No decision would be made until after parliamentary elections in September, but discussions could start during the next parliament’s four-year term, Norway’s Oil Minister Terje Soeviknes told Reuters.
“The question is how far north you should go and what challenges you get in this part of the shelf,” he said.
Greenpeace said the NPD’s decision to publish estimates for the areas further to the north undermined a long-standing political agreement not to drill in ice-covered waters and put pressure on Oslo to open the area to oil companies.
“This is a clear pressure from the oil industry to open new exploration areas to keep employment, ignoring concerns about environment and profitability,” Truls Gulowsen, head of Greenpeace Norway, told Reuters.

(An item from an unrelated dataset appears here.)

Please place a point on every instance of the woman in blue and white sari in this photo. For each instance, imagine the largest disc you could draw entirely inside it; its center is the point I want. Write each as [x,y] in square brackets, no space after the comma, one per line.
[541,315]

The Norwegian Oil and Gas association, an industry lobby, however, said the new estimates increased confidence about future activity in the Arctic, which could benefit local communities and add jobs.
While exploration has taken place in some parts of the Barents Sea for more than 30 years, only the Goliat oilfield and the Snoehvit natural gas field have so far begun production.
The NPD said separately it expected a record number of exploration wells to be drilled in the Barents Sea this year.